= Talisman The Adventure =

Expansion to Talisman board game

Cover art by Christos Achilleos, 1986

Talisman The Adventure is a 1986 expansion to the Talisman board game, both produced by Games Workshop. The Adventure, which requires the original Second Edition board game, is incompatible with and has no counterpart for subsequent editions.

==Description==
===Contents===
This expansion includes
- 37 new Adventure cards
- 11 new spells
- 8 new character cards
  - Centaur
  - Ninja
  - Ork
  - Samurai
  - Soldier
  - Warrior of Chaos
  - Witch Doctor
  - Woodsman
- 6 Alternate endings (See "Victory conditions")
- 6 character record sheets with which to organize character's attributes, followers and objects.
- rules sheet

===Victory conditions===
In the original game, the character who reached the Crown of Command first was the winner. In this supplement, when the player reaches the inner sanctum, the player draws an alternate ending card and encounters one of the following:
- Demon Lord: a powerful demonic being with Craft 12 and 4 Lives. If the player defeats the Demon Lord, the player wins the game. Otherwise, play continues.
- Pandora's Box: the character draws Adventure and spell cards to be used against his or her foes. Play continues.
- Hercules' Belt: a powerful artifact which gives the character 12 Strength and 5 lives. Play continues.
- Dragon King: a randomized finale with many possibilities.
- The Horrible Black Void: the character is sucked into the void and dies instantly. (If playing with the Talisman Timescape set, the character is transferred there instead.) Play continues.
- Crown of Command: as in the original version, the player wins the game.

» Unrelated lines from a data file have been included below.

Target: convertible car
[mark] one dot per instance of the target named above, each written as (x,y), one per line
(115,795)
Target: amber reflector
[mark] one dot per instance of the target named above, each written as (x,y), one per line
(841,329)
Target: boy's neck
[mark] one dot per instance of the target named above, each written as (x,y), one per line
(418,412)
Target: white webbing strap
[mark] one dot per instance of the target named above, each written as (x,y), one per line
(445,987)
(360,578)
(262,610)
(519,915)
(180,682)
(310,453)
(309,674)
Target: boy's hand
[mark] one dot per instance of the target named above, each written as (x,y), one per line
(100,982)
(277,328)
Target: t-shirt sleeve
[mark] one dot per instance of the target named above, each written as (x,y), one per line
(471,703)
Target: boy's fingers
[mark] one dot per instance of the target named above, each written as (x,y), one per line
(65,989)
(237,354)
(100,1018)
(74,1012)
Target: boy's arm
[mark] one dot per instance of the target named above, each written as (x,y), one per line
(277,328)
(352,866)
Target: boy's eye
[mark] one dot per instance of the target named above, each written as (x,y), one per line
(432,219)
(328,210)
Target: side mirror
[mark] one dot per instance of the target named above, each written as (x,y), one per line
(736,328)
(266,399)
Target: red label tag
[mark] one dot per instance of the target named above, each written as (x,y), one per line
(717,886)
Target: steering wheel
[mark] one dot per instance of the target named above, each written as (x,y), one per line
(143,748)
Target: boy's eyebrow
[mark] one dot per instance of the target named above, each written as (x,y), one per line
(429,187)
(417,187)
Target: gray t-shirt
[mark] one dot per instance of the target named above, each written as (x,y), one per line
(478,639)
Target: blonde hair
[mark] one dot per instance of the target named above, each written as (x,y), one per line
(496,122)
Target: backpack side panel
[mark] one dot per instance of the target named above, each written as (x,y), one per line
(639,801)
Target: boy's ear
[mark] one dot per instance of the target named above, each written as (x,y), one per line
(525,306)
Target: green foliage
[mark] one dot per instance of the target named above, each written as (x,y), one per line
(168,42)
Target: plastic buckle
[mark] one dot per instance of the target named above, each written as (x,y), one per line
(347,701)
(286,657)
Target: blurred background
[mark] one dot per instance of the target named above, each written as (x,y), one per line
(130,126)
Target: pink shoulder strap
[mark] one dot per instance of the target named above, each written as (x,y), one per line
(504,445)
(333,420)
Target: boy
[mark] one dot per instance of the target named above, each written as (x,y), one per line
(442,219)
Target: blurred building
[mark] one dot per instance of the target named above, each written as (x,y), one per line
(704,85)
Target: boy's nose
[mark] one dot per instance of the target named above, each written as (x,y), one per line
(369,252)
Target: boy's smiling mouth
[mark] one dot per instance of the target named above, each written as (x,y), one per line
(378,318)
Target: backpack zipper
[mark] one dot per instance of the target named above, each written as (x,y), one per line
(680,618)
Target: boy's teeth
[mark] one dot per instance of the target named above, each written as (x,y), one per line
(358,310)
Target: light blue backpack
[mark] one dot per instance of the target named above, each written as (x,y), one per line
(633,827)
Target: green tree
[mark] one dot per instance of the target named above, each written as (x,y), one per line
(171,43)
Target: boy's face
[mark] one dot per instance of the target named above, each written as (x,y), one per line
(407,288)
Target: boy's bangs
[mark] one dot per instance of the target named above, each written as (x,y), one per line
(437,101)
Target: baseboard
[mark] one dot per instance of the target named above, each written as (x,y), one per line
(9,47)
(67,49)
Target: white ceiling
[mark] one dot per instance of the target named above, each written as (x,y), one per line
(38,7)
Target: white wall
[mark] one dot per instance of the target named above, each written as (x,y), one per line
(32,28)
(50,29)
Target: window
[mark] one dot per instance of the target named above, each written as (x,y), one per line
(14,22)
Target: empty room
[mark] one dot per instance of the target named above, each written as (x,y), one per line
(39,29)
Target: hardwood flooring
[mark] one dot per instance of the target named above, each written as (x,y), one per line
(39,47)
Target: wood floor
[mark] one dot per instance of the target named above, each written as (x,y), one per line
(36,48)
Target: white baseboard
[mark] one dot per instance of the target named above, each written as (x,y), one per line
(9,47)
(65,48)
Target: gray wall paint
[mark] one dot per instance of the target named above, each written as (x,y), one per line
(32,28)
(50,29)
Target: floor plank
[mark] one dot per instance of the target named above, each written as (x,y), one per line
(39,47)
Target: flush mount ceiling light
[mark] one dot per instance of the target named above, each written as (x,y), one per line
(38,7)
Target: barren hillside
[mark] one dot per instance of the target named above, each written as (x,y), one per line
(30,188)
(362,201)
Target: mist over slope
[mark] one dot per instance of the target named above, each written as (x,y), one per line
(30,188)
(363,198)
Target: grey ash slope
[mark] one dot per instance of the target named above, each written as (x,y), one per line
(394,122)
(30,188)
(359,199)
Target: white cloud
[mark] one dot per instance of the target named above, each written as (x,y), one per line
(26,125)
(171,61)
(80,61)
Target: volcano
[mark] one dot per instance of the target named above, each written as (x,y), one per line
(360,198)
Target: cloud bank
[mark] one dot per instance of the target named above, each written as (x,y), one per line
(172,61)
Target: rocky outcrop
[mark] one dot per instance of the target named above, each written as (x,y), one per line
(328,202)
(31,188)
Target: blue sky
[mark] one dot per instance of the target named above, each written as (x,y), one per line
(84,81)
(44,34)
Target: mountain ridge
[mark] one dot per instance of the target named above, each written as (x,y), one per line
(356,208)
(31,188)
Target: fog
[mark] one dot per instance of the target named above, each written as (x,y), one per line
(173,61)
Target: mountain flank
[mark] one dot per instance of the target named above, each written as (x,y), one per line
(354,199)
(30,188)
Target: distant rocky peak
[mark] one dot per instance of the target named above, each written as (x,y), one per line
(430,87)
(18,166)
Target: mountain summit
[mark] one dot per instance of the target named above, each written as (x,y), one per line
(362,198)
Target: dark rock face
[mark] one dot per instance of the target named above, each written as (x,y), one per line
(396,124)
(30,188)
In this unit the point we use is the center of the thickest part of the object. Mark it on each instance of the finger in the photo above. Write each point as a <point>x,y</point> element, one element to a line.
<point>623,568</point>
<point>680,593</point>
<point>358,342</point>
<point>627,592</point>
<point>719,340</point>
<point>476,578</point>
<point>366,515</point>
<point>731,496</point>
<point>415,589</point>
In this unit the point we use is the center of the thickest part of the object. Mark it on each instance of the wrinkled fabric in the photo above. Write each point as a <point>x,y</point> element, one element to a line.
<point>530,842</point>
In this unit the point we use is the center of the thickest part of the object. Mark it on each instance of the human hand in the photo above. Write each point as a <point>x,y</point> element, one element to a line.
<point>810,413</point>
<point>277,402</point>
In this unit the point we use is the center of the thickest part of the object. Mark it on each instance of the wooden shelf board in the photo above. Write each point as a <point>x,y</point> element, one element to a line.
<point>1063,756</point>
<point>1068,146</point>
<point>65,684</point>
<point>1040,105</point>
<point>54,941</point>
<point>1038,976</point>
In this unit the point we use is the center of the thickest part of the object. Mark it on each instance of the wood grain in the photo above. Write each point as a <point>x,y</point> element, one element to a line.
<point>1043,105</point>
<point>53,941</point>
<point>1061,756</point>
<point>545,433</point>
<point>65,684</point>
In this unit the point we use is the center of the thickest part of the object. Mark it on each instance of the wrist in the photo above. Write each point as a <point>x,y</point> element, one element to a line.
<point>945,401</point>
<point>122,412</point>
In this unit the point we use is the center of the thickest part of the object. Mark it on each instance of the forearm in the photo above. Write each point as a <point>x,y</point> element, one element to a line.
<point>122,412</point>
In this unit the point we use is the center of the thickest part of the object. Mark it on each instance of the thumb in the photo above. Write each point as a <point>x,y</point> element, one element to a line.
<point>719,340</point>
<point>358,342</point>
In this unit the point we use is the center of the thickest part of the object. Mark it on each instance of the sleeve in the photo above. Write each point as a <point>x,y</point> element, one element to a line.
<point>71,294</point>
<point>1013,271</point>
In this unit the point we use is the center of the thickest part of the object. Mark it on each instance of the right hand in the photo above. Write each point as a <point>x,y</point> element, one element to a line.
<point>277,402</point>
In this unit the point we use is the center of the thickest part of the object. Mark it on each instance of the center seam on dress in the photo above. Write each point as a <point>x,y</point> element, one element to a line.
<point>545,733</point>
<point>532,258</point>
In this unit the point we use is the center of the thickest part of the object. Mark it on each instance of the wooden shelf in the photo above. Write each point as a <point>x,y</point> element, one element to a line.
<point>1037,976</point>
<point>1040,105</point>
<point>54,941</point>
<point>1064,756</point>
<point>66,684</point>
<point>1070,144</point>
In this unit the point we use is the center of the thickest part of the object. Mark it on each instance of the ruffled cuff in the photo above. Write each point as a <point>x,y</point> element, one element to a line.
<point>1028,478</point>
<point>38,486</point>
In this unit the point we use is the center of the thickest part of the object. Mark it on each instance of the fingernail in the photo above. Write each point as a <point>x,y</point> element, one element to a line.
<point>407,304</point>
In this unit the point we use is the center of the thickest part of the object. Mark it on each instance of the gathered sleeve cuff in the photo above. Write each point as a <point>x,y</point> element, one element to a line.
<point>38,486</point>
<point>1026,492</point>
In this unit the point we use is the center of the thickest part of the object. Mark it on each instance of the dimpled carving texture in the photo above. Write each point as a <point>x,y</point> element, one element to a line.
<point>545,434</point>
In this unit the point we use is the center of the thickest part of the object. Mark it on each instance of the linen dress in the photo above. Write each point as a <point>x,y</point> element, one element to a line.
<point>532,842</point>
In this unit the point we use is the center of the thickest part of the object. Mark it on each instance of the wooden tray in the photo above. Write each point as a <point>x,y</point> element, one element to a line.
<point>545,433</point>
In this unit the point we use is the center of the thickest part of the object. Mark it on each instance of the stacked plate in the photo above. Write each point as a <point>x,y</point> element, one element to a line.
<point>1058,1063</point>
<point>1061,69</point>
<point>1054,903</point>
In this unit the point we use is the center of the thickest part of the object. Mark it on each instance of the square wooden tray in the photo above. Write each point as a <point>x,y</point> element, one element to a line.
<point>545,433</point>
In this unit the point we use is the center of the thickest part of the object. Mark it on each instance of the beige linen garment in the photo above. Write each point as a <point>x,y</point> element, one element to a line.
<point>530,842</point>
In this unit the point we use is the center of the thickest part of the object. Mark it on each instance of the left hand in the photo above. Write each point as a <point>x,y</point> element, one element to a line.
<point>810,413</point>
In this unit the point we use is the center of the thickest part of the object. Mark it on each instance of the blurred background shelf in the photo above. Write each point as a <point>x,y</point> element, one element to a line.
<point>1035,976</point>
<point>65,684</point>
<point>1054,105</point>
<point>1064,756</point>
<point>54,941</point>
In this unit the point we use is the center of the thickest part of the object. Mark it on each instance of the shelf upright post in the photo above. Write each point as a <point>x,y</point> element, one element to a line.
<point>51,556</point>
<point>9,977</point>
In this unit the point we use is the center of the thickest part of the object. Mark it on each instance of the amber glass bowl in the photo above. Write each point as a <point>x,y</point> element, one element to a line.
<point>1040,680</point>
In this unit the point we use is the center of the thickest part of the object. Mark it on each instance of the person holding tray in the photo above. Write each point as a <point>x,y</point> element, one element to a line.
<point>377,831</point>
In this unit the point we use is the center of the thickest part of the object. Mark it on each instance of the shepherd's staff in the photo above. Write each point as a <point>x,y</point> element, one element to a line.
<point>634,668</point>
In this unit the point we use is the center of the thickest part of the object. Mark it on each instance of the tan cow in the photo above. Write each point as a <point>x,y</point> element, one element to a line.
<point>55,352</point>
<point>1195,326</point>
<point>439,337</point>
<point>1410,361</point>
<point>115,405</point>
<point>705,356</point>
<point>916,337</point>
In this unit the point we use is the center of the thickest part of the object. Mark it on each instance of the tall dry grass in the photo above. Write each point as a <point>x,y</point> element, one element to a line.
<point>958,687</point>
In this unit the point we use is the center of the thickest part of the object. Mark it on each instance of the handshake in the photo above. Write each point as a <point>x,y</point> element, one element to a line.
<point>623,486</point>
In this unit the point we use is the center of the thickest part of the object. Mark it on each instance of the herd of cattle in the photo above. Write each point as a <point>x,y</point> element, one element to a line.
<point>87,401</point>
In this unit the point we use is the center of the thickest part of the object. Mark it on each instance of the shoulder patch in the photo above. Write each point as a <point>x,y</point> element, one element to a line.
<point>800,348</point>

If drawing one of the above does not result in the end of the game, the card that was drawn is replaced with a new random ending.

==Publication history==
Games Workshop published Talisman in 1983, and followed up with several supplements, including Talisman The Adventure, which was designed by Edward Campbell, Charles Johnson, Alan Merrett, and Aly Morrison, with interior art by Aly Morrison, and cover art by Christos Achilleos.

==Metal miniatures==
The supplement comes with small cards illustrating each character, which are then mounted in plastic bases to provide each player with a character token to move around the board. Games Workshop, through its subsidiary Citadel Miniatures, also offered metal miniatures of the characters for sale.

==Reception==
Robert Neville reviewed Talisman The Adventure for White Dwarf #83, and stated that "This is just the thing for those irritatingly smug people who always win at Talisman – just watch their joy turn to misery as their beloved hero disappears down into the darkness. All in all, Talisman The Adventure is a fun package, and will do much to refresh the parts of Talisman that other expansion sets can't reach."